The prospectus written in establishing ISSA
No one can claim to be acquainted with Japan without understanding Shintō, the main indigenous religious tradition of the country. The two ideograms used to write “Shintō” 神道are shin (神 i.e.divinity, also pronounced kami) and tō (道i.e. way, also pronounced michi), so that the word means “the way of the gods.” A kami of central significance since time immemorial is the sun goddess Amaterasu Ōmikami, viewed as the ancestress of the imperial line; at the same time the ancient myths contain references to numerous kami, their relations to each other and their roles in the development of the country. While Shintō is in one sense defined by all this, it subsequently interacted with other religious systems such as Buddhism, Confucianism and Daoism, which were brought to Japan from neighboring Asian countries.
As the Kodansha Encyclopedia describes it, Shintō can be regarded as a two-sided phenomenon. On the one hand it is a loosely structured set of practices, beliefs and attitudes rooted in local communities, and on the other it is a clearly defined, organized religion relating to the imperial line and the Japanese nation. These two basic aspects, which are not entirely separate, reflect fundamental features of Japanese sociological structures and psychological attitudes.
A large proportion of the Japanese population identifies with Shintō in some way, and it has an immense influence on the nation’s economic and social behavior. Yet relatively is known about Shintō outside Japan’s borders, and it is often not treated in programs of religious studies or related academic fields. As a result misunderstandings easily arise about the country and its people. In particular, it is sometimes simply regarded as a political ideology which has contributed to conflict and war.
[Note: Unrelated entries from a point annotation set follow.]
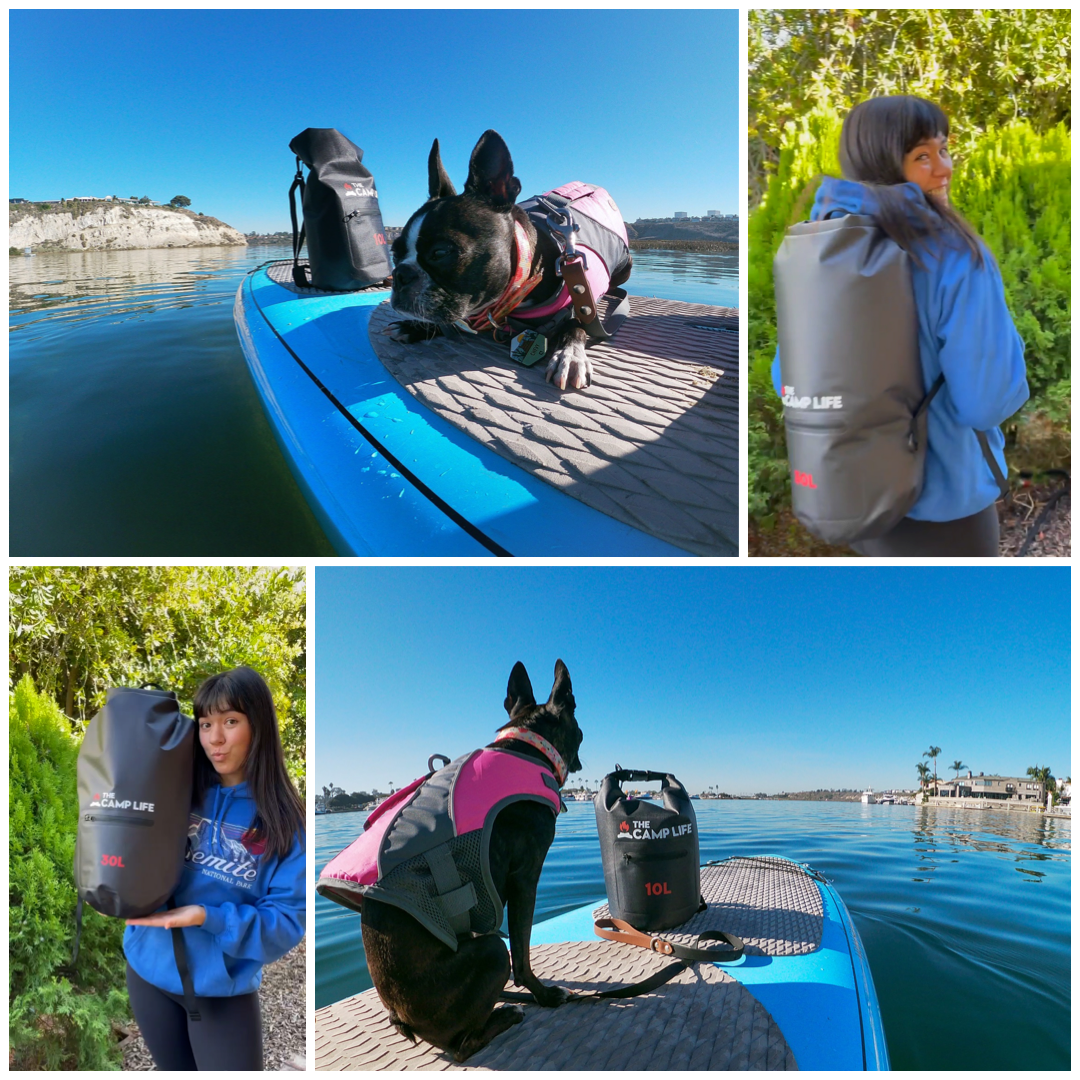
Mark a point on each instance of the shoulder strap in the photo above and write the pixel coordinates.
(180, 954)
(999, 477)
(299, 273)
(984, 444)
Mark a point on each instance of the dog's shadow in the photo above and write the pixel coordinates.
(653, 442)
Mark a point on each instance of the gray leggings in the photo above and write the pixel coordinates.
(227, 1038)
(976, 536)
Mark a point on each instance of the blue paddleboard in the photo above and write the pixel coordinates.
(383, 474)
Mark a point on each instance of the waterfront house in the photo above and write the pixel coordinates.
(1011, 788)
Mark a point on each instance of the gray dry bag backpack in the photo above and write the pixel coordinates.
(134, 780)
(347, 243)
(854, 404)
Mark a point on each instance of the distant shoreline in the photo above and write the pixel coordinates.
(719, 246)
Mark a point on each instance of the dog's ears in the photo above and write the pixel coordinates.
(491, 172)
(562, 692)
(439, 183)
(518, 692)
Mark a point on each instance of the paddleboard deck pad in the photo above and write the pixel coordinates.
(448, 447)
(800, 997)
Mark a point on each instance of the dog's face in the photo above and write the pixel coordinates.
(455, 254)
(554, 719)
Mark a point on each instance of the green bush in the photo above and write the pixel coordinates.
(77, 631)
(1014, 189)
(58, 1018)
(984, 67)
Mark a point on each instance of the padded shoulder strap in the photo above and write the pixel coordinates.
(984, 443)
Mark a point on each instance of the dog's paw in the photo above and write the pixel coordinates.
(569, 366)
(551, 997)
(409, 332)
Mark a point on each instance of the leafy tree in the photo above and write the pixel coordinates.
(985, 68)
(1014, 189)
(1041, 775)
(58, 1018)
(77, 631)
(932, 754)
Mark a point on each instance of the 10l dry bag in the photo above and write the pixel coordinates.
(650, 852)
(347, 243)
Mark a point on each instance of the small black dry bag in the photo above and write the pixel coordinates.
(347, 243)
(649, 851)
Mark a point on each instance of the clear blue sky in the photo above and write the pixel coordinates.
(751, 678)
(204, 103)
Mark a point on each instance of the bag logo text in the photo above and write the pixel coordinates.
(109, 799)
(646, 832)
(792, 400)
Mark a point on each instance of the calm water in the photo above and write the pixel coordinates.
(135, 428)
(964, 914)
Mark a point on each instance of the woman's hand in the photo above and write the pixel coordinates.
(190, 915)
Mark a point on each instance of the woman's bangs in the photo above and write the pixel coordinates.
(216, 696)
(923, 121)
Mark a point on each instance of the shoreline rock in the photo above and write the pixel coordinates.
(117, 227)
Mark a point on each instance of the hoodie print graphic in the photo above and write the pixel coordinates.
(221, 851)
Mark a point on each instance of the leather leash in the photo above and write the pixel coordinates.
(617, 930)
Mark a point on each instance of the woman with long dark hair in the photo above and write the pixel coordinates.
(241, 901)
(896, 169)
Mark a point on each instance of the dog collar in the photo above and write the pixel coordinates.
(521, 284)
(523, 734)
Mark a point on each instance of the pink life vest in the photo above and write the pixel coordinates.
(426, 848)
(602, 235)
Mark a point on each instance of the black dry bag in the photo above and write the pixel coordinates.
(649, 851)
(134, 782)
(347, 244)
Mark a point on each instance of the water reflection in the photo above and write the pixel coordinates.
(62, 287)
(693, 277)
(1014, 836)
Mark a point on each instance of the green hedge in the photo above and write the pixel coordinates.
(1014, 189)
(57, 1018)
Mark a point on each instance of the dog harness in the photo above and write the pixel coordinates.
(588, 228)
(426, 848)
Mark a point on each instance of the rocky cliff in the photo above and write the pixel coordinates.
(116, 227)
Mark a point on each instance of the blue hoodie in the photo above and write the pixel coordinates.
(964, 331)
(255, 904)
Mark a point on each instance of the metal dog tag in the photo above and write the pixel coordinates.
(527, 348)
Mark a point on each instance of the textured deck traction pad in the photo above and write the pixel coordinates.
(772, 905)
(652, 443)
(701, 1020)
(281, 273)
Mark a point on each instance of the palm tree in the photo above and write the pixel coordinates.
(923, 772)
(932, 754)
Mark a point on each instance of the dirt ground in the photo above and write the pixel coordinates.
(1017, 514)
(283, 1000)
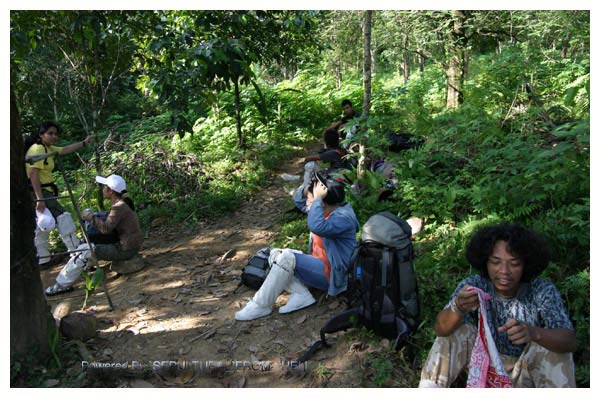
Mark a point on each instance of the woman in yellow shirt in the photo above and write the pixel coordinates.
(43, 186)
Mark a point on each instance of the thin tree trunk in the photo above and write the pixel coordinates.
(405, 60)
(29, 312)
(456, 68)
(238, 116)
(367, 92)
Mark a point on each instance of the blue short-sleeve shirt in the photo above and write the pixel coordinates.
(537, 303)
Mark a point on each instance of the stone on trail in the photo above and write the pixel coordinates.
(125, 267)
(78, 325)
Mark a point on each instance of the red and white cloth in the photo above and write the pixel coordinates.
(486, 369)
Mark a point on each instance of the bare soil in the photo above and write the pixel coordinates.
(181, 307)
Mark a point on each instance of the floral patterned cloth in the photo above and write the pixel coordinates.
(486, 369)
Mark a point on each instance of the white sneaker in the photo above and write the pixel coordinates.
(297, 301)
(252, 311)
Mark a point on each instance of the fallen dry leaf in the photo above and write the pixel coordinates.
(136, 383)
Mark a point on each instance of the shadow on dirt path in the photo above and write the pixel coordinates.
(180, 308)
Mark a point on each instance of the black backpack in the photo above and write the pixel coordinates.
(255, 272)
(382, 288)
(96, 236)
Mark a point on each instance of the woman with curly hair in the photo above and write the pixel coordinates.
(525, 315)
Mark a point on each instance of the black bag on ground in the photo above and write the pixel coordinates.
(256, 270)
(402, 141)
(96, 236)
(382, 287)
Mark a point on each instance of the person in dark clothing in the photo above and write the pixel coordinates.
(349, 114)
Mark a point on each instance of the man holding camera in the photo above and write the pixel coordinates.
(333, 227)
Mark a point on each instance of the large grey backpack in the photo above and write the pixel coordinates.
(382, 288)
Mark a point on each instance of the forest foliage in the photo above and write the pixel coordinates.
(196, 108)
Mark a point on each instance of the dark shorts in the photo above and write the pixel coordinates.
(113, 252)
(55, 208)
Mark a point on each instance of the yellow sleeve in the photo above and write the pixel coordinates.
(36, 149)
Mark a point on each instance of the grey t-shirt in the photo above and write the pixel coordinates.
(537, 303)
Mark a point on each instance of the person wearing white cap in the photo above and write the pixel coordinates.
(121, 219)
(45, 191)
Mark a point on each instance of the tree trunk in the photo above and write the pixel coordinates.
(367, 91)
(29, 312)
(405, 59)
(238, 116)
(456, 69)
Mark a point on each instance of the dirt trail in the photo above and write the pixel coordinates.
(181, 307)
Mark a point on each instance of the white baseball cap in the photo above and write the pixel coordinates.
(113, 181)
(44, 220)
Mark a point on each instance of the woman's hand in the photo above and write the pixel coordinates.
(89, 139)
(319, 190)
(467, 299)
(518, 332)
(87, 215)
(40, 206)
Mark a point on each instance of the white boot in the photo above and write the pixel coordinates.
(66, 230)
(41, 245)
(282, 270)
(300, 297)
(71, 272)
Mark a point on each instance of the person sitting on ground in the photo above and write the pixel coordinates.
(529, 323)
(44, 191)
(121, 219)
(333, 227)
(332, 154)
(349, 114)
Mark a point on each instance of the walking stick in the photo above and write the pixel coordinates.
(35, 158)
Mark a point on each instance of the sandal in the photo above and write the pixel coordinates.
(57, 289)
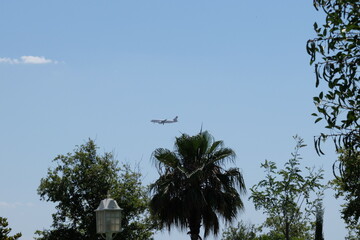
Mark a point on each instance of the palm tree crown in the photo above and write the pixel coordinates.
(193, 188)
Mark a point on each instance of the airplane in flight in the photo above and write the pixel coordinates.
(165, 121)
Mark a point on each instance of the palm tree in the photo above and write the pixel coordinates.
(193, 188)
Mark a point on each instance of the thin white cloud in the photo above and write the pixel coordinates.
(15, 204)
(27, 60)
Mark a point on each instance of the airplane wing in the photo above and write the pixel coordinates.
(163, 121)
(158, 121)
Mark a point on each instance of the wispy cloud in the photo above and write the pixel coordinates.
(15, 204)
(27, 60)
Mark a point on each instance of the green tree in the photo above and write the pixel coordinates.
(79, 182)
(287, 202)
(335, 55)
(5, 230)
(319, 222)
(193, 188)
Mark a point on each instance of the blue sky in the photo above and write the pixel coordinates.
(73, 70)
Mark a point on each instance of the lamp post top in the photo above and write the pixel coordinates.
(108, 204)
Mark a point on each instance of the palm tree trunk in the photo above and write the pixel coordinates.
(194, 225)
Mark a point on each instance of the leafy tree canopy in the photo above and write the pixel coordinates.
(335, 55)
(193, 188)
(287, 201)
(5, 230)
(77, 185)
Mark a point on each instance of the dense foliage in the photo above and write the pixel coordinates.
(193, 188)
(5, 231)
(335, 55)
(287, 202)
(79, 182)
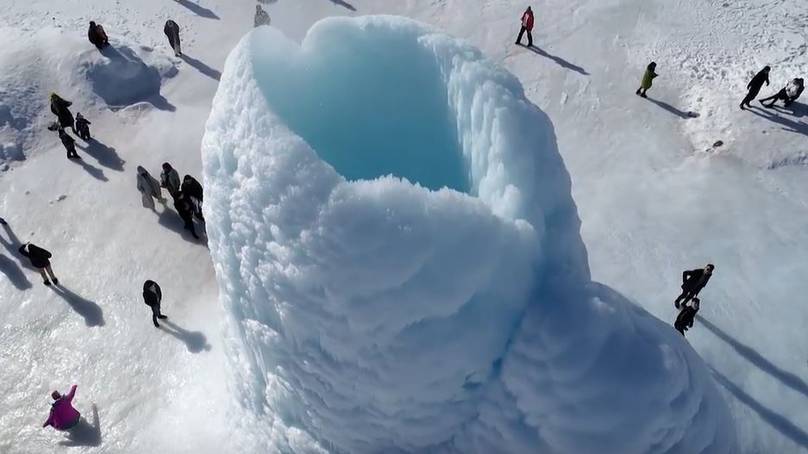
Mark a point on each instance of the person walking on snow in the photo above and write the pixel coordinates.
(755, 85)
(647, 79)
(172, 31)
(261, 16)
(684, 320)
(61, 108)
(692, 283)
(62, 415)
(788, 94)
(152, 296)
(527, 26)
(40, 259)
(82, 127)
(97, 35)
(69, 143)
(149, 188)
(170, 180)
Such oversimplifications overlook the flexible and open character of Shintō which has usually been dominant.
The International Shintō Studies Association (ISSA) has therefore been established to encourage a wider understanding of Shintō, to dispel misunderstandings, and beyond that to disseminate knowledge of related features of Japanese culture.
Activities and aims include the organization of symposia on Shintō in Japan and overseas; support for the establishment of Shintō chairs at overseas universities; invitations to overseas scholars to carry out research into Shintō in Japan; the establishment an international Shintō library; the publication and promotion of books and other literature on Shintō; the development of a comprehensive Shintō dictionary in English; provision of venues for the discussion of Shintō research; the encouragement of Shintō studies at all levels, and the organization of events which will enhance the understanding of Shintō around the world.
A fund for this program has been generously established by several donors, while further donations are still sought from individuals and organizations.